Juanakee Adams (2015)

Dr. Juanakee Adams is the first African-American female optometrist to practice in Alabama. (Facebook)
Dr. Juanakee Adams is the first African-American female optometrist to practice in Alabama. (Facebook)

Dr. Juanakee Adams, founder of Adams Eye Care, is the first African-American female optometrist to practice in Alabama. She became the youngest person to be granted early admission to Indiana University School of Optometry in Bloomington, Ind. Adams, a Birmingham, Ala., native, gives back to her home state by providing medical and vision care, as well as food and clothing to residents in Alabama’s Black Belt region. She also is an ordained minister, inspirational speaker and life coach.

Oscar Adams (2011)

Oscar Adams has made history in Birmingham and Alabama in the field of law several times over.
Oscar Adams has made history in Birmingham and Alabama in the field of law several times over.
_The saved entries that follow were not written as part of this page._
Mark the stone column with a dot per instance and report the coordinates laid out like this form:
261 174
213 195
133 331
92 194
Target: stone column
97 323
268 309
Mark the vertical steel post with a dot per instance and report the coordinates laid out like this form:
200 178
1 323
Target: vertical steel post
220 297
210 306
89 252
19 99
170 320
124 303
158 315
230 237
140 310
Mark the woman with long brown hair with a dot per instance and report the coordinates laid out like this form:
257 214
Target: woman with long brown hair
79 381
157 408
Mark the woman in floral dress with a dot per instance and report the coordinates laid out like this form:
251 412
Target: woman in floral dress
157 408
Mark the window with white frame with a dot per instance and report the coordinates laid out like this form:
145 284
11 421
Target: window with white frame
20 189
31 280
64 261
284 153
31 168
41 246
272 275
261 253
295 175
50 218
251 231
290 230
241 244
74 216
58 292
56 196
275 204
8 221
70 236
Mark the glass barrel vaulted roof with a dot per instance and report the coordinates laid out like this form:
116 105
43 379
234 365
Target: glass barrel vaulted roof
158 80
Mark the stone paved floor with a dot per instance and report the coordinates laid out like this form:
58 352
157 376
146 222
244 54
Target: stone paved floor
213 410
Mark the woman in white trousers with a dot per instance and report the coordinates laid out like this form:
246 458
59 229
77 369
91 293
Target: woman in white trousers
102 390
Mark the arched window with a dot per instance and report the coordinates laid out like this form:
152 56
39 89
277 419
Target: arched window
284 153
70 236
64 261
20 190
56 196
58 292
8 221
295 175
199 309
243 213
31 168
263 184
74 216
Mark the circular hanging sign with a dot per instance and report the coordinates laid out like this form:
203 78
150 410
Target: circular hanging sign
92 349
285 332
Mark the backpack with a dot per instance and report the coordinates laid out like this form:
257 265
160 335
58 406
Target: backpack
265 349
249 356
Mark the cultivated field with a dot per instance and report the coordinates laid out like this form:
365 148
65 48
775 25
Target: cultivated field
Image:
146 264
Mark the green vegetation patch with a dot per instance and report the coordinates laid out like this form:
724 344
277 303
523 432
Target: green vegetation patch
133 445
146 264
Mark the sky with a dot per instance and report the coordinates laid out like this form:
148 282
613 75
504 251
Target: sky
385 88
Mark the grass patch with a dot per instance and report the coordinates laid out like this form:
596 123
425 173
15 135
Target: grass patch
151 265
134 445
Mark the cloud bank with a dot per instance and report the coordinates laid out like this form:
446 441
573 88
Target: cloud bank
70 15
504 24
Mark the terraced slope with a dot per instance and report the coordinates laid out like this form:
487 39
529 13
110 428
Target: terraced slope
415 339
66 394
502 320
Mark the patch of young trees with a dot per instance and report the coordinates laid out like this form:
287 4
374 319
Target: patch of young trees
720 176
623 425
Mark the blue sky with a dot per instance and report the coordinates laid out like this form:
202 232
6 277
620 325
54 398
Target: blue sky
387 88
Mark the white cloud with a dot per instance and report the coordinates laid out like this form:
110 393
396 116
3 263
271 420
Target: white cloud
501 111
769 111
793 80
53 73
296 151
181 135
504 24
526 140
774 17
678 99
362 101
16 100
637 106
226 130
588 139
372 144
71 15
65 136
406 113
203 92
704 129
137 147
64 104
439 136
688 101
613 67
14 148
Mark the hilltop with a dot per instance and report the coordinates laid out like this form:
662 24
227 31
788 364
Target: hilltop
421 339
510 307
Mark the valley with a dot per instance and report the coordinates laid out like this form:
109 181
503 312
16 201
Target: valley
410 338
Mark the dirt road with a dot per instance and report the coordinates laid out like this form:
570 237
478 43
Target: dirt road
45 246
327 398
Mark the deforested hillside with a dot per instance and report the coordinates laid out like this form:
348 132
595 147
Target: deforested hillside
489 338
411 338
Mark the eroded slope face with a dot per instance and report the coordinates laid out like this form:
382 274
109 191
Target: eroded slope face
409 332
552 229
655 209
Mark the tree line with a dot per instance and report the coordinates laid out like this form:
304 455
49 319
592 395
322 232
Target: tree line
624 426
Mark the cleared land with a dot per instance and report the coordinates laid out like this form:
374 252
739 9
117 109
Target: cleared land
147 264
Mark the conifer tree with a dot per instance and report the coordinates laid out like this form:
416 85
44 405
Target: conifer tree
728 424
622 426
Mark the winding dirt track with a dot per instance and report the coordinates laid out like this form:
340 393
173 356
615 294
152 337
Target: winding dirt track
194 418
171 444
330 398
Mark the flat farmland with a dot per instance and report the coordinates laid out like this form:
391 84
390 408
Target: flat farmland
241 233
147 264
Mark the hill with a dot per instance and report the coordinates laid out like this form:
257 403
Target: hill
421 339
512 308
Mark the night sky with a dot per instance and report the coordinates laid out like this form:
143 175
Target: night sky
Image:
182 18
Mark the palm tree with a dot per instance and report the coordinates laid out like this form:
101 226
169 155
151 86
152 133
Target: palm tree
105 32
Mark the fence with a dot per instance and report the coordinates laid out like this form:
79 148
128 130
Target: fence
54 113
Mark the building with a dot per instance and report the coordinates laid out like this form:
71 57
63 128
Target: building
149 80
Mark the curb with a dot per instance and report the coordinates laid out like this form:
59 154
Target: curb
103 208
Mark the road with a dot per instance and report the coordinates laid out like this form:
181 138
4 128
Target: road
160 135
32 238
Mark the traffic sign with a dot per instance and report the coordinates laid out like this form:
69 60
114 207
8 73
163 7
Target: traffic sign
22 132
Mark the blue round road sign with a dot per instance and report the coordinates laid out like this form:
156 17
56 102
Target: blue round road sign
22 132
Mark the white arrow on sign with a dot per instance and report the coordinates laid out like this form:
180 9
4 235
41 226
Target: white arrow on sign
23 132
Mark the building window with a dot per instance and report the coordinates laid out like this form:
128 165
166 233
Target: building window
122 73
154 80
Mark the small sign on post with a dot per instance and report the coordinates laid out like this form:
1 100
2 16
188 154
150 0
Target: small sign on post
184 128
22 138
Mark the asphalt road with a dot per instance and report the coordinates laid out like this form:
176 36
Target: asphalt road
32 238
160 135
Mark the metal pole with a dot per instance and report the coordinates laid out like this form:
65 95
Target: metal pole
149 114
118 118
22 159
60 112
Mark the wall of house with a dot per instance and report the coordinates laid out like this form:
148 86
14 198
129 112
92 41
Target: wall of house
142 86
Attorney Oscar William Adams life is a litany of firsts. The Birmingham, Ala., native was the first African-American to join the Birmingham Bar Association in 1966. He formed the state’s first integrated legal practice with white attorney Harvey Burg. In 1980, he was appointed to the Alabama Supreme Court, becoming the first African-American to serve on any appellate court in the state. He also was the first African-American to be elected to any statewide constitutional office in Alabama history; he was re-elected for two terms in 1982 and 1988 before retiring in 1993. Adams impressive resume also includes the establishment of one of the premier law firms to litigate civil rights cases in the 1960s—Adams, Baker, and Clemon, which was forms with fellow black lawyers James Baker and U.W. Clemon.

#BlackHistoryMonth: Notable black Alabamians will be updated throughout the remainder of February.